第15話 遠乗り

 芽吹いたばかりの緑を蹴って、駿馬は進む。ごう、と音をたてて、耳を風が通り過ぎる。いや、自分自身が風になっている、という方が感覚としては近いのかもしれない……。これまでに数え切れぬほど馬で駆けてきたはずなのに、リクは改めてそんなことを考えたりしていた。

「違う空の下、だからかね?」

 呟きは自分にすら届かず、一瞬にしてばらばらに散った。

 警戒に始まり、兄妹喧嘩で終わった殿下の婚礼の儀の、翌日。リクは遠乗りに連れ出されていた。リクだけではない。宝石の名を持つ従者全員が、それぞれ馬を駆っている。

「リーザ、そろそろ休んではどうかな」

「はい、閣下」

 黒髪をなびかせた美丈夫、ソール・サリードラ公が馬の足を緩めると、金髪を結い上げたエリザベータ妃殿下もすぐに手綱を引いた。
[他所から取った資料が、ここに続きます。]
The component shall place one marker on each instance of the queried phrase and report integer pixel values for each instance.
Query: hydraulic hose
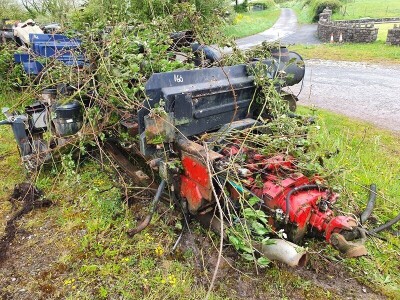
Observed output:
(305, 187)
(386, 225)
(370, 205)
(148, 218)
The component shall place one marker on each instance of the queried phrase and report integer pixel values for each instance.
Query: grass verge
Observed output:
(78, 249)
(365, 155)
(377, 52)
(249, 23)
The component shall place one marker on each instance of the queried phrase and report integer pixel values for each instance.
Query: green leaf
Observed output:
(247, 256)
(263, 261)
(253, 200)
(259, 228)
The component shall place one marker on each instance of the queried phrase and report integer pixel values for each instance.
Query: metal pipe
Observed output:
(284, 251)
(148, 218)
(386, 225)
(370, 205)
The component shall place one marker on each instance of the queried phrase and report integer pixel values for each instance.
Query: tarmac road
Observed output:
(358, 90)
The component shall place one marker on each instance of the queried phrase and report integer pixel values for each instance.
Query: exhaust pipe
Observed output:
(284, 251)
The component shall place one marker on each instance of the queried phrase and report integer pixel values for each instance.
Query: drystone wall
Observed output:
(345, 31)
(393, 37)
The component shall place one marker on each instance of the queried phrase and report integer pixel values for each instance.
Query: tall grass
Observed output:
(249, 23)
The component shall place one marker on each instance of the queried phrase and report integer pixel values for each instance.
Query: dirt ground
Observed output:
(31, 268)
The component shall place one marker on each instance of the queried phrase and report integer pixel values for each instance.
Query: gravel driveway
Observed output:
(358, 90)
(363, 91)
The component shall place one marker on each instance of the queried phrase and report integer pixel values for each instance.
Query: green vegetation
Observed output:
(79, 248)
(377, 52)
(248, 23)
(365, 155)
(344, 9)
(356, 9)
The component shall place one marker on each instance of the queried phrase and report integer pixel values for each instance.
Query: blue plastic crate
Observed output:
(21, 57)
(43, 38)
(32, 67)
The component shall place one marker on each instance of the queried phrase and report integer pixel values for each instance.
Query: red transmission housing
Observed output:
(304, 204)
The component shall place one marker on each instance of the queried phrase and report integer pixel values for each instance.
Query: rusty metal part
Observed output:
(134, 172)
(350, 249)
(385, 226)
(370, 205)
(148, 218)
(198, 150)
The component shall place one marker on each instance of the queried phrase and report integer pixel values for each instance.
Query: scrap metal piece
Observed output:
(350, 249)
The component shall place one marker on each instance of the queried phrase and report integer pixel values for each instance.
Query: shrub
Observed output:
(242, 7)
(264, 3)
(317, 6)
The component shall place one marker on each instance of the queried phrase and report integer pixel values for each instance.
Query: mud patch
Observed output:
(31, 198)
(238, 279)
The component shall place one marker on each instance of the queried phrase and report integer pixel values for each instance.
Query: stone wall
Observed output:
(393, 37)
(352, 32)
(376, 20)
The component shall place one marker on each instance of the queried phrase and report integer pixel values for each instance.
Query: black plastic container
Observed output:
(67, 118)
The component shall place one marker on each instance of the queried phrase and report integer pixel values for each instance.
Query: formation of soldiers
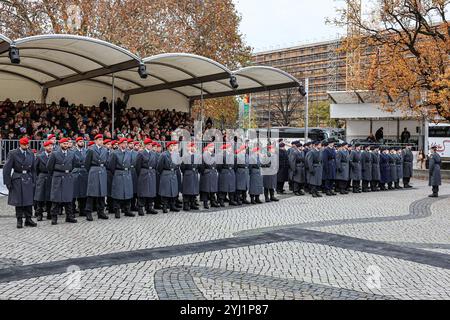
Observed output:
(126, 176)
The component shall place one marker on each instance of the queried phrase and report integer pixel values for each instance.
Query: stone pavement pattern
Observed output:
(390, 245)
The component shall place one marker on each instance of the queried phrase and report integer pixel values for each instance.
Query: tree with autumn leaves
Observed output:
(405, 47)
(146, 27)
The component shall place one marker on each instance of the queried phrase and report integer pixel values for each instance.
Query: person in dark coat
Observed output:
(191, 179)
(434, 180)
(283, 168)
(408, 159)
(119, 163)
(366, 166)
(168, 184)
(43, 182)
(256, 187)
(242, 174)
(227, 176)
(385, 170)
(297, 168)
(20, 184)
(314, 173)
(376, 175)
(80, 177)
(356, 168)
(393, 168)
(329, 167)
(96, 160)
(60, 166)
(269, 179)
(209, 178)
(342, 168)
(146, 163)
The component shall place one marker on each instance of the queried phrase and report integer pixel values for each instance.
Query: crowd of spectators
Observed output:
(37, 121)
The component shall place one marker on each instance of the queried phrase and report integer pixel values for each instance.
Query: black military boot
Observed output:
(272, 196)
(89, 216)
(266, 195)
(19, 223)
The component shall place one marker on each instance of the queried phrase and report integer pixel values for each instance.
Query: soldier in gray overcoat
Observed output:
(313, 162)
(119, 163)
(227, 176)
(209, 178)
(408, 159)
(393, 168)
(256, 187)
(19, 176)
(96, 159)
(297, 170)
(270, 180)
(356, 168)
(242, 175)
(376, 170)
(434, 180)
(60, 166)
(366, 166)
(80, 176)
(191, 179)
(342, 168)
(43, 182)
(146, 163)
(168, 184)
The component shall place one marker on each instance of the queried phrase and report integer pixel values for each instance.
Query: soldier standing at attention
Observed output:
(356, 168)
(209, 178)
(314, 172)
(43, 182)
(408, 159)
(329, 167)
(191, 180)
(242, 175)
(270, 180)
(366, 165)
(80, 176)
(297, 168)
(342, 168)
(95, 163)
(376, 175)
(146, 163)
(256, 180)
(435, 172)
(227, 177)
(119, 163)
(60, 166)
(168, 184)
(19, 177)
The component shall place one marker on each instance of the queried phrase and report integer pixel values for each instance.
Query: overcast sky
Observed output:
(282, 23)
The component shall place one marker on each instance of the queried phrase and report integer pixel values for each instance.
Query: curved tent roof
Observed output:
(66, 64)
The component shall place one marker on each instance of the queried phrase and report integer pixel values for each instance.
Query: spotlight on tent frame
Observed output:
(14, 55)
(142, 70)
(233, 82)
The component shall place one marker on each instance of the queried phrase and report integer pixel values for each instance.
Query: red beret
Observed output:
(171, 143)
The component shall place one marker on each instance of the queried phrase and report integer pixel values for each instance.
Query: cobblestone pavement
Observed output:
(389, 245)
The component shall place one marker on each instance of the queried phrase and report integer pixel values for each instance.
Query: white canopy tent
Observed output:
(83, 70)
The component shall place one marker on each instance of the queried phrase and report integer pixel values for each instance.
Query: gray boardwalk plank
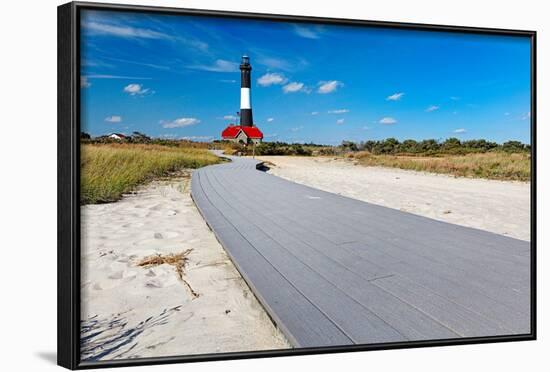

リクたちを連れ出したのはもちろん、この新婚夫婦である。

「あのあたりへ馬をとめよう。ヴォルガ」

「は」

 ソールの合図を受けてヴォルガが先導し、夫婦は馬の頭を揃えてそこに続く。仲睦まじいその背に付き従いつつ、リクは何をどう解釈していいものか、さっぱりわからずにいた。

「ねえ、どういうことなの?」

 ネイが小声でホウタツに尋ねているのが聞こえるが、返ってくるのは、さあ、という意味を持たぬ一言だけ。ネイも別に期待はしていなかったのに違いないが、それでもつい誰かにこぼしてしまいたくなる気持ちはリクにもわかった。

 結局、殿下の初夜はどのようなことになったのか。リクたちが知りたいのはそのことだ。

 一行が馬をとめた大樹の周囲には、簡易的ながら水場がつくられていて、このあたりが遠乗りや狩りによく利用されているのだとうかがえた。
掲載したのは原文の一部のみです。